New Features
1. PDF to JSON adds version 2, 11 new recognition tags.
・Text: Ordinary text type object, including text content.
・Text: Ordinary text type object, including text content.
・Image: Image type object, including the path of the image.
・Table and UnstdTable Table type object, including the content and structure of the table.
・Catalogue Catalogue type object, including the content of the catalogue.
・List and UnorderedList List type object, including the content of the list.
・Formula Formula type object, including the content of the formula.
・Header Header type object, including the content of the header.
・Footer Footer type object, including the content of the footer.
・PageNumber Page number type object, including the content of the page number.
・FigureTitle Figure title type object, including the content of the figure title.
・FigureCaption Figure caption type object, including the content of the figure caption.
2. PDF to TXT adds version 2, supports text style retention.
3. DocumentAI layout analysis adds 11 new recognition tags, refer to the above PDF to JSON new tags.
4. DocumentAI supports GPU operation.
New Features
・PDF and image conversion: Support setting OCR recognition language.
・Extract images (JPG, JPEG, BMP, PNG) into Json interface (needs to be based on OCR).
Issues Addressed
・Fixed the problem of occupying the resources of the source file without releasing when converting scanned PDF files into editable PDFs.
・Some special hyperlink types document crash problem.
New Features
・PDF and image conversion, support setting OCR recognition language
Issues Addressed
・Reduce the misrecognition rate of forms
・Optimize the problem of image layer loss
・Fixed a small probability of blank table overwriting problem
・Fixed an issue where an error message was reported when a password was not set when uploading a file with a password in some conversion functions.
New Features
・Added Curl language sample code, take PDF to Word as an example, you can view the code on the official website.
New Features
・Added scheduled task processing: Waiting tasks will be resent to the queue after more than 15 minutes.
Issues Addressed
・The status of "TaskProcessing" in the queue is marked as "TaskFinish" when it is processed for the second time.

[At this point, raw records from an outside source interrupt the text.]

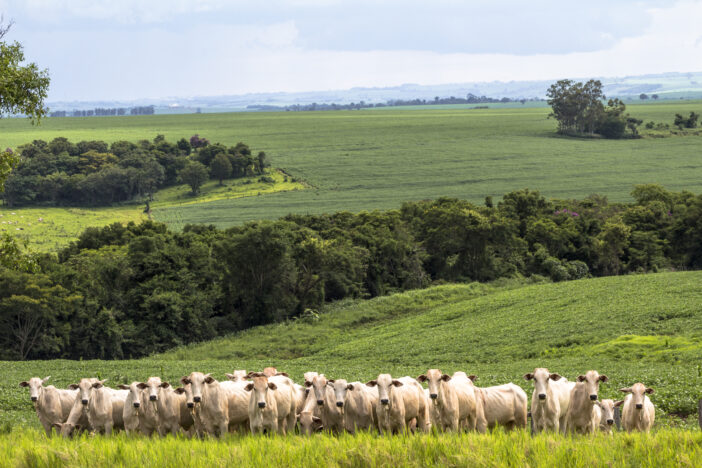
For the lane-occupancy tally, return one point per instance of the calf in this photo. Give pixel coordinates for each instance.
(211, 403)
(606, 409)
(638, 413)
(271, 404)
(400, 401)
(452, 400)
(550, 400)
(580, 417)
(51, 404)
(503, 405)
(355, 401)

・In the dashboard, user assets that have not called the API are not refreshed.
・Solving the problem of LibreOffice multi-container startup failure due to mounting data volume in /tmp directory
New Features
・Added support for converting scanned PDF files to searchable PDF files.
・Added support for converting images to Word, Excel, PPT, HTML, TXT, CSV, and RTF.

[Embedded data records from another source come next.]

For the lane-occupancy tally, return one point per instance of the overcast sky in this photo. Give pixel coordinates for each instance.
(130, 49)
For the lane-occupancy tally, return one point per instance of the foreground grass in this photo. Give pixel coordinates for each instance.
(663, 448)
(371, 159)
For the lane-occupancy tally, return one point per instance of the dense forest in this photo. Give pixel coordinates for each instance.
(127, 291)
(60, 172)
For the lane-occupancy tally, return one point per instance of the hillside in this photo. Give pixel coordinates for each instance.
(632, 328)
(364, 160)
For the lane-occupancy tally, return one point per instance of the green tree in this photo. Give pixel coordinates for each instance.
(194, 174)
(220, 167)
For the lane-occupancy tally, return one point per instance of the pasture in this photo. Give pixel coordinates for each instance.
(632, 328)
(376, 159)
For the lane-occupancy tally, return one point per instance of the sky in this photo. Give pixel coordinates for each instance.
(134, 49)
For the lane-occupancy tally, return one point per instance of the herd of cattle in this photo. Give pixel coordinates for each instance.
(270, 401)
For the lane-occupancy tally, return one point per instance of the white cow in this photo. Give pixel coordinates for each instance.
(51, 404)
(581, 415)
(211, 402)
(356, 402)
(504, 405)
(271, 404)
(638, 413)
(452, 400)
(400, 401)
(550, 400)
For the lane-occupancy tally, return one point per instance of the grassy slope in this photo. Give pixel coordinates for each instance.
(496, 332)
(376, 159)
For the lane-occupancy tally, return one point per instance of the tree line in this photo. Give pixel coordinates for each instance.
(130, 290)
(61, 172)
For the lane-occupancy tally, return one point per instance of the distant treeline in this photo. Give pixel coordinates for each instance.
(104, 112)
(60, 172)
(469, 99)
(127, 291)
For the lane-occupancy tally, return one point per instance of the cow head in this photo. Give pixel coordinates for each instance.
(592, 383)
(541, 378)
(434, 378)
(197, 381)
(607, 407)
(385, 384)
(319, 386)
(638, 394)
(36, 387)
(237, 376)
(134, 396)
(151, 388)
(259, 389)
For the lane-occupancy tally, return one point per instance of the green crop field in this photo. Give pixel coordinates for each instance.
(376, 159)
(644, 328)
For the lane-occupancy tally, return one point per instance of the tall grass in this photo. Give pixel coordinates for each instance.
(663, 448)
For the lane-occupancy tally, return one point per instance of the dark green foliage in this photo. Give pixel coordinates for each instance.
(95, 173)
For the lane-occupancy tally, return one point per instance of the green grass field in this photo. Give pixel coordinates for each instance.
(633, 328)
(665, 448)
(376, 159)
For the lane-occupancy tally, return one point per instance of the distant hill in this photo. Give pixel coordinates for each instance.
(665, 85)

・Added support for table recognition in the flowing text layout when converting PDF to Word.
Issues Addressed
・Optimized the conversion effect when converting PDF to Excel and outputting the entire PDF document content in one worksheet.
・Fixed the issue of conversion failure when the incoming file path contains the '%' symbol.

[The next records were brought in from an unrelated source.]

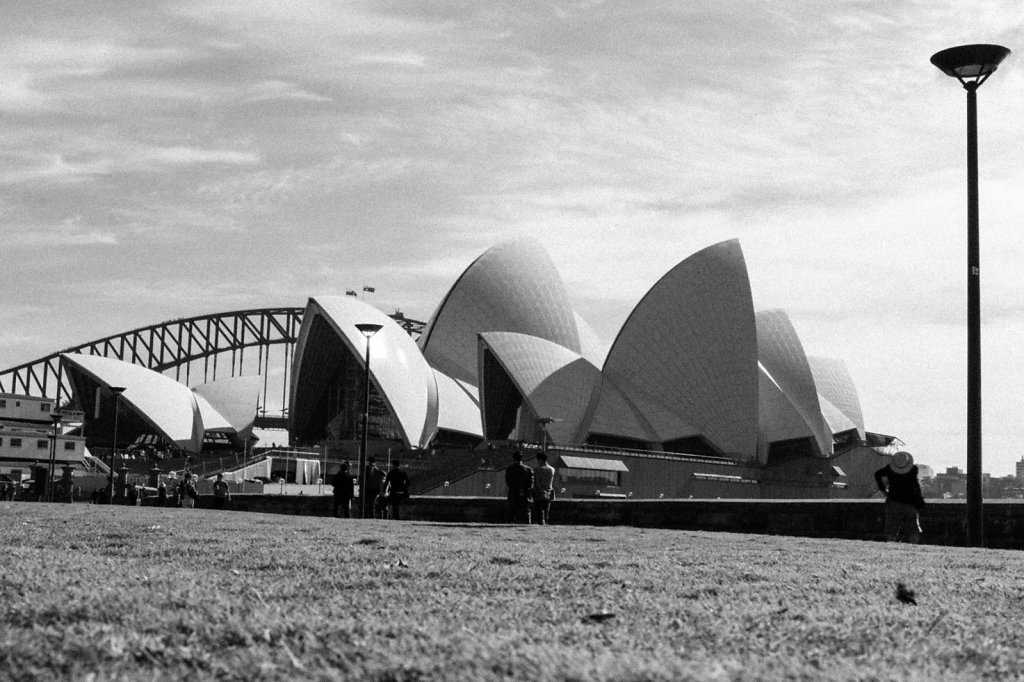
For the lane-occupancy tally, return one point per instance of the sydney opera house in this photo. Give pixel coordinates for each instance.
(697, 395)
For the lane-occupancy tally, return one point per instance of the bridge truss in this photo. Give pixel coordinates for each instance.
(194, 350)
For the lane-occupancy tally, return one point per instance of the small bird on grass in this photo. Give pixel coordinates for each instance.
(905, 595)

・Updated the error codes of the underlying library when converting files.
New Features
・Added support for extracting the information from images in PDFs and saving structured data as JSON files.
・Added support for automatically releasing the memory of the container via asynchronous API requests.
・Added support for recognizing the table regions with AI when converting PDF, improved the accuracy of table recognition.
・Added support for accurate file conversion with OCR, improved the conversion effect of scanned PDF files, and optimized the image loss problems when converting files.
・Added support for recognizing the image with OCR when converting PDF to Excel, and enhanced the picture rendering effect in the Excel table.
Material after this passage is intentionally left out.